In the plots above, \theta \rightarrow 0 (flexible, but not fully flexible), \theta \rightarrow 1 (sticky, but not fully sticky). \theta is calvo parameter.

Sorry, but I don’t understand the question.

Like in Gali (2015), Ch5, if you reduce the Calvo parameter from 0.75 in the book to say 0.001, you get low volatility of the inflation rate and output gap (almost zero) - what I have named ‘flexible’ in the plots. But a low Calvo parameter also means low price stickiness and shorter duration of price change.

I am trying to link the two.
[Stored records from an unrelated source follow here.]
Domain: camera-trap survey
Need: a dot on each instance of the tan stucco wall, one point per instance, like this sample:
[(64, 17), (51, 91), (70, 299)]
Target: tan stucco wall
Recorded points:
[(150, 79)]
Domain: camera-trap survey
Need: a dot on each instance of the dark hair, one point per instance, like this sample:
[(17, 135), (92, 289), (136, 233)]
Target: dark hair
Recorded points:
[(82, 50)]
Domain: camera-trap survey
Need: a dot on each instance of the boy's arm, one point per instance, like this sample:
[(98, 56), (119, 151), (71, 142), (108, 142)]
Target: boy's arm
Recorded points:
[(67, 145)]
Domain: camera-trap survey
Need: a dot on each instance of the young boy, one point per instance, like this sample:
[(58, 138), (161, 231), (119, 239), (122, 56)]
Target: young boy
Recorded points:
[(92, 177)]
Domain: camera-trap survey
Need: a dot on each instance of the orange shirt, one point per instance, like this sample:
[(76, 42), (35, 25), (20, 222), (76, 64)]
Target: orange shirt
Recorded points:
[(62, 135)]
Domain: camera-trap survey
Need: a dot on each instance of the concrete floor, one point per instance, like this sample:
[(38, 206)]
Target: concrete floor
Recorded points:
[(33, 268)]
Thus, if Calvo parameter (\theta) \rightarrow 0,

- Inflation and output volatility \rightarrow 0 under Ramsey policy
- There is a short duration of price change.

How can that be? It seems firms choose their optimal price (p_t^* \approx u = some constant mark-up$) every quarter (\frac{1}{1-\theta}), yeah? So although the price does not change much, firms choose it every quarter.

If the Calvo parameter is 0, you are back to the classical monetary economy of Chapter 2. Prices are indeed a constant over marginal costs each period.